Launched by MCGILL UNIVERSITY HEALTH CENTRE/RESEARCH INSTITUTE OF THE MCGILL UNIVERSITY HEALTH CENTRE · Mar 29, 2022

Keywords

ClinConnect Summary

This clinical trial, called "Empagliflozin in Acute Heart Failure," is exploring whether a medication called empagliflozin can help improve fluid removal in patients with acute heart failure who are also having trouble with their current diuretic treatment. Diuretics, such as furosemide, are often used to help patients eliminate excess fluid from their bodies, but some patients do not respond well to them. The researchers believe that adding empagliflozin to their treatment may enhance the effectiveness of furosemide, making it easier for these patients to manage their symptoms.

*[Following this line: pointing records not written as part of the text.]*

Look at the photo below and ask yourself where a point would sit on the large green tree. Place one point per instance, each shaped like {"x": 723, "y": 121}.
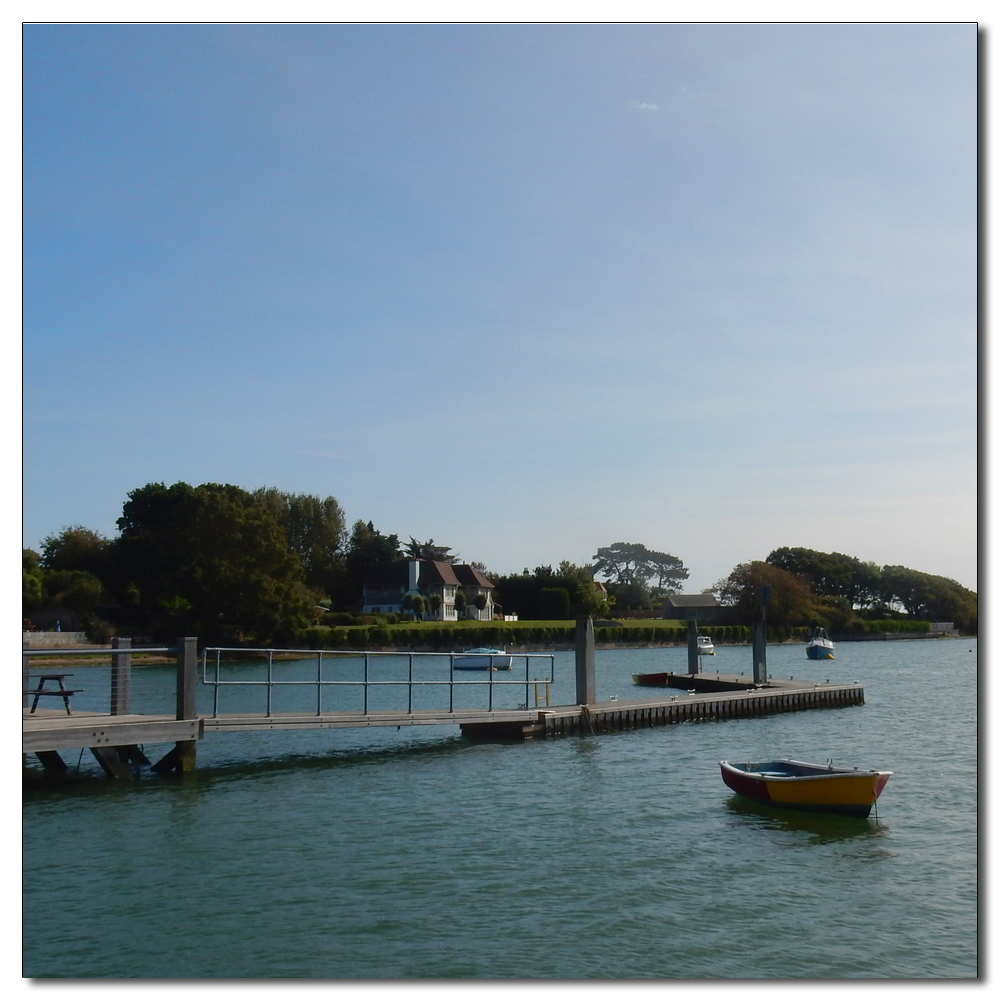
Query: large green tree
{"x": 832, "y": 574}
{"x": 315, "y": 529}
{"x": 429, "y": 550}
{"x": 213, "y": 561}
{"x": 791, "y": 602}
{"x": 533, "y": 596}
{"x": 79, "y": 548}
{"x": 929, "y": 597}
{"x": 365, "y": 547}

To be eligible for this study, participants need to have moderate to advanced chronic kidney disease and be experiencing acute heart failure symptoms, such as difficulty breathing, along with signs of fluid overload. They should also have shown poor response to diuretics, meaning they haven’t been able to eliminate enough fluid. Participants will be closely monitored throughout the trial and may experience improved fluid management as a result of the new treatment approach. It’s important to note that certain health conditions, like severe liver disease or recent use of specific medications, may prevent someone from joining the study.

Gender

ALL

Eligibility criteria

• Inclusion Criteria (all have to apply) :
• • moderate to advanced CKD, defined as an eGFR \<45 ml/min/1.73m2; The average creatinine values over the last 12 months will be used to calculate baseline eGFR.
• • acutely decompensated heart failure, defined as dyspnea at rest or with minimal physical activity, associated with at least one clinical sign of congestion and at least one objective measure of heart failure (pulmonary-capillary wedge pressure \>20 mm Hg or evidence of pulmonary congestion on chest radiography or brain natriuretic peptide (BNP) level ≥400 pg/ml or N-terminal pro-BNP level ≥1000 pg/ml);
• • evidence of inadequate response to loop diuretics, defined as a urine output \< 1000 ml/24h or a weight loss \< 1kg /24h. For patients who have not received loop diuretics, a furosemide stress test can be conducted.
• • stable hemodynamics, defined as systolic blood pressure \>90 mmHg and/or mean arterial pressure \>65 mmHg in the absence of intravenous norepinephrine or epinephrine in the last 24 hours.
• Exclusion Criteria:
• • new use of a non-loop diuretic other than an MRA
• • history of type 1 diabetes mellitus
• • euglycemic diabetic ketoacidosis
• • liver disease defined by serum levels of transaminases or alkaline phosphatase more than three times the upper limit of normal at screening
• • known hypersensitivity to SGLT-2 inhibitors
• • use within the last 48 h of an SGLT-2 inhibitor or a combined SGLT-1 and SGLT-2 inhibitor
• • maintenance dialysis or need for emergent renal replacement therapy
• • gastrointestinal surgery or gastrointestinal disorder that could interfere with trial medication absorption
• • recurrent severe genital or urinary tract infection
• • pregnancy or breastfeeding
• • any other clinical condition that would jeopardize patient safety while participating in this trial
• • Patients with an acute rise in creatinine levels (acute cardiorenal syndrome) upon presentation will not be excluded.